А она из любви к тебе, Христос, превозмогла страх и ужас смерти, преисполнилась жажды муки, и поэтому, хотя наши очи застилаются мраком скорби, мы не плачем и вечно по-прежнему будем гореть к тебе любовью, даже и тогда, когда она, распятая на кресте, сердцем обратится к тебе.
Хор замолк, раздался треск ветвей, и, окруженная старейшинами, выступила из чащи Мария.
Босая, в широком платье, с плащом распущенных волнистых волос, она шла, как лунатик. Лицо ее было спокойное, тихое, глаза экстатически обращены к небу… Она шла прямо и остановилась у подножия креста, слегка улыбаясь восходящему дню.

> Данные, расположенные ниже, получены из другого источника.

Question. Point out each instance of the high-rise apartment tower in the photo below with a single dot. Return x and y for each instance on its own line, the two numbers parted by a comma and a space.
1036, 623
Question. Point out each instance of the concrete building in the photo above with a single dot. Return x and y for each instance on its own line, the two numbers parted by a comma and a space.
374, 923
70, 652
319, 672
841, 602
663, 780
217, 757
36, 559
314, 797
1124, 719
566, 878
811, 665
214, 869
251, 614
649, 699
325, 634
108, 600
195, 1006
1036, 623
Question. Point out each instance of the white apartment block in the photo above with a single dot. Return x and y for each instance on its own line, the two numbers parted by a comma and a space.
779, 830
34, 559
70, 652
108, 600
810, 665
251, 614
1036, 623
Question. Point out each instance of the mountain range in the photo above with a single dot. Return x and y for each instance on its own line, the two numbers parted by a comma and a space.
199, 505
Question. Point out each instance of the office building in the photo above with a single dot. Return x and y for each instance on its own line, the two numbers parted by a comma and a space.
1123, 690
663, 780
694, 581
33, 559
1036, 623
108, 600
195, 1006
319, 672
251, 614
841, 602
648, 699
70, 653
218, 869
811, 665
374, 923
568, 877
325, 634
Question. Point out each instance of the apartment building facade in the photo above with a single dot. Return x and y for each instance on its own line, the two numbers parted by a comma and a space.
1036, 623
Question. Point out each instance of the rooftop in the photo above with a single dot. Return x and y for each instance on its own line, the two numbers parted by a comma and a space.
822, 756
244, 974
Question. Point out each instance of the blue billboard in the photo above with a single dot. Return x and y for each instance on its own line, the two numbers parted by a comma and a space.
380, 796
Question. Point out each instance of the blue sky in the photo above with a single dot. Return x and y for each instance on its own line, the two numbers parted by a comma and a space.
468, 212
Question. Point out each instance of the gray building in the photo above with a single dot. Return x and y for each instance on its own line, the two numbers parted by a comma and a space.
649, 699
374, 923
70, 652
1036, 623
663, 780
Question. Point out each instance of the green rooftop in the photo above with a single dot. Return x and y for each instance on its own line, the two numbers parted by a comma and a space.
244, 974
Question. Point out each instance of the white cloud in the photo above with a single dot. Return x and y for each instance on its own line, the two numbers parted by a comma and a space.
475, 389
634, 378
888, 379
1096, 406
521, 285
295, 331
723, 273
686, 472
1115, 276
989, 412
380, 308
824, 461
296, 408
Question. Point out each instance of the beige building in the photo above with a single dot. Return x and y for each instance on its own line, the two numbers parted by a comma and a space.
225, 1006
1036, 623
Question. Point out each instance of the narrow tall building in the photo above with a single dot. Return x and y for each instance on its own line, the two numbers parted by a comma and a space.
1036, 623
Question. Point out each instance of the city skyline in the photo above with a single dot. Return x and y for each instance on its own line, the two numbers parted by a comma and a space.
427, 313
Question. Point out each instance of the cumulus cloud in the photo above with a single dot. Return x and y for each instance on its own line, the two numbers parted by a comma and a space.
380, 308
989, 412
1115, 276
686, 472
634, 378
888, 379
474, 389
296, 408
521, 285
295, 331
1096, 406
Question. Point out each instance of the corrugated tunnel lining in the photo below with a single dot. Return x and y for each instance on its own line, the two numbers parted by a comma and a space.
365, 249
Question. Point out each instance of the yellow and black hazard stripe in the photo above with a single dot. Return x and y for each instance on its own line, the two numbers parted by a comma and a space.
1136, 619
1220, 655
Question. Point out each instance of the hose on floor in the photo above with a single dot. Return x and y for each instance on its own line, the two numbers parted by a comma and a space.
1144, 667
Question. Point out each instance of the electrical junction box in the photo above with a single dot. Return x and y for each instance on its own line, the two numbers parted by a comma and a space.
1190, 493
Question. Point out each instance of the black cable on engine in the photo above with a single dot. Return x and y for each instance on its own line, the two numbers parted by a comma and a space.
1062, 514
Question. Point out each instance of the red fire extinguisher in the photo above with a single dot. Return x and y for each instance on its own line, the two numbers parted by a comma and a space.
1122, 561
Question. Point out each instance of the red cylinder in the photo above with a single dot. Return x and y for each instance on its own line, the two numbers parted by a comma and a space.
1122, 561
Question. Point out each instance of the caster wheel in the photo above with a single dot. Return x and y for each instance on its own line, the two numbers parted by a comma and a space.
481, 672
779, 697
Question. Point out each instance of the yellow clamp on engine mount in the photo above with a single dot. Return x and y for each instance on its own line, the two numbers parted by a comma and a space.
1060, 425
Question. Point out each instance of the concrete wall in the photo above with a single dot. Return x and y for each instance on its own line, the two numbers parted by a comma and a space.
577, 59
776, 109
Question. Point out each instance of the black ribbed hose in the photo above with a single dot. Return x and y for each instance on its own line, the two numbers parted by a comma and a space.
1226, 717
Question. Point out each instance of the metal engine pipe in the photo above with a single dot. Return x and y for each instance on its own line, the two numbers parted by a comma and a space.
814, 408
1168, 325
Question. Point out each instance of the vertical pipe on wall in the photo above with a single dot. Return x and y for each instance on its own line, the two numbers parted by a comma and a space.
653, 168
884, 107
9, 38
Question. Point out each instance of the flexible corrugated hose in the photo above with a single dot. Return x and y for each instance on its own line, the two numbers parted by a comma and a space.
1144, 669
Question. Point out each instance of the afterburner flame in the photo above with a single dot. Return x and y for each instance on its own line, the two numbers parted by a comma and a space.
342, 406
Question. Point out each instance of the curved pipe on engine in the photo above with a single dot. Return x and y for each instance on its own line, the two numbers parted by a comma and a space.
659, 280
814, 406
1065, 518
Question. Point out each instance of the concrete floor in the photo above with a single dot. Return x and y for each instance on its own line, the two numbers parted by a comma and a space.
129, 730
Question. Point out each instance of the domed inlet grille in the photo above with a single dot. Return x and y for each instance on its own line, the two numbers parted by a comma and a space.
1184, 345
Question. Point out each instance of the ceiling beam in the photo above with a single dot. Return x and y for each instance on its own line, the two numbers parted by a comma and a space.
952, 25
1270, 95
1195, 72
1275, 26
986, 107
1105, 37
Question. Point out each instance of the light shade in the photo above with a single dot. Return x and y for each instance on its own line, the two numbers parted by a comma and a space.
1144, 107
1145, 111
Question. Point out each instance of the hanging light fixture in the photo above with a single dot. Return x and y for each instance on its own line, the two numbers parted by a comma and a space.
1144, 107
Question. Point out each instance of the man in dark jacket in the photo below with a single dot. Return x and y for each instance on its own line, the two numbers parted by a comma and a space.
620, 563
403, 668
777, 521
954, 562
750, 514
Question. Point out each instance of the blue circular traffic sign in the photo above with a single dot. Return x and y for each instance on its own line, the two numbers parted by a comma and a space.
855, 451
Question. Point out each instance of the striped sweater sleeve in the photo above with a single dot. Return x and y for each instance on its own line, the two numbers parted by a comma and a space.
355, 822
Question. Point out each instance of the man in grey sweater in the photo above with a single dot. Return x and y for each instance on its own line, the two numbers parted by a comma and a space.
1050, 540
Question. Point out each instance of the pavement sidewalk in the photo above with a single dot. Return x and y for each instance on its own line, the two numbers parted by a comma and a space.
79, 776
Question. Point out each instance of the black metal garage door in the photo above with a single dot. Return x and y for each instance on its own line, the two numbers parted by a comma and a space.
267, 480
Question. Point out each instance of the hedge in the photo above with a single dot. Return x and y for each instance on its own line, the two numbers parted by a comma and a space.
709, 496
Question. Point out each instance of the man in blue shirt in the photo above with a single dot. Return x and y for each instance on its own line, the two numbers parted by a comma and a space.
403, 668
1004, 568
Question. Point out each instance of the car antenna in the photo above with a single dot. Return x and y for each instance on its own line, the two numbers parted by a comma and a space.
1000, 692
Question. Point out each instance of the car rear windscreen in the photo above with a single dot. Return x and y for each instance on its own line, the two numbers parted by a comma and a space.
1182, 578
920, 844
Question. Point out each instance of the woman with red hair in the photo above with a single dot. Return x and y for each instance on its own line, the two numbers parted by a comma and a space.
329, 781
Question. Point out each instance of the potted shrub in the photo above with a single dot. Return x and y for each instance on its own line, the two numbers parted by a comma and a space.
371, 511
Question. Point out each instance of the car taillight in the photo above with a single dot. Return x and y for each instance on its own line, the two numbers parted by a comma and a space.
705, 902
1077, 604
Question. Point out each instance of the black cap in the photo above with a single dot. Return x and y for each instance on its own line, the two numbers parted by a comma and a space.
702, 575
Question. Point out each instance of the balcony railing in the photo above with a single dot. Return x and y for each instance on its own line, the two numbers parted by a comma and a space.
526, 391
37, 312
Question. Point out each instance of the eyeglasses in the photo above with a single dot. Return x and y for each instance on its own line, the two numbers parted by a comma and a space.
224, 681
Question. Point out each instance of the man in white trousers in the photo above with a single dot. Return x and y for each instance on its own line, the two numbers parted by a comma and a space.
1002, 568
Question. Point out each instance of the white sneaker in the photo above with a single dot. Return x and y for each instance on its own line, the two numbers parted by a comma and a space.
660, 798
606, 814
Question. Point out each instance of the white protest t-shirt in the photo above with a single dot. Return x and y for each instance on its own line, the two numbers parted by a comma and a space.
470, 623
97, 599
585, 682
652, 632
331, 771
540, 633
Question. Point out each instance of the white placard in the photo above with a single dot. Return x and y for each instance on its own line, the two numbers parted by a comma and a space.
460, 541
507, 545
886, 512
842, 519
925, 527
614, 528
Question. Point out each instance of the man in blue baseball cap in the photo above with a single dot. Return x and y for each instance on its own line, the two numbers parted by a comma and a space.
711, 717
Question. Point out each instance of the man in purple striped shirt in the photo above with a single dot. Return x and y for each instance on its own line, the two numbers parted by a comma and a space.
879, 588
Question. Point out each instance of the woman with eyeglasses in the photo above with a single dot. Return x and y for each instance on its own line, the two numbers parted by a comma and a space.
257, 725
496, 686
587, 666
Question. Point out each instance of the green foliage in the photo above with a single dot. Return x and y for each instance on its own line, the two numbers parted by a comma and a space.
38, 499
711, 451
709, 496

Настоятель молча поднял с земли терновый венок и окружил им прекрасную голову. Губы Марии на минуту искривились от боли, но потом снова улыбка появилась на них. Когда стали снимать с нее одежду, она на миг вспыхнула от стыда и закрыла глаза длинными ресницами. На один миг заблистало, как чудная статуя, ее обнаженное тело и неожиданно исчезло из глаз.
Мария быстро упала лицом на крест. Из-под ее роскошных густых волос виднелись только розовые ноги и распростертые руки.
Среди глубокой тишины раздался стук молотка, Когда прибили ей руки и ноги, двое мощных, сильных братьев подняли крест вверх, вставили его в яму и укрепили его.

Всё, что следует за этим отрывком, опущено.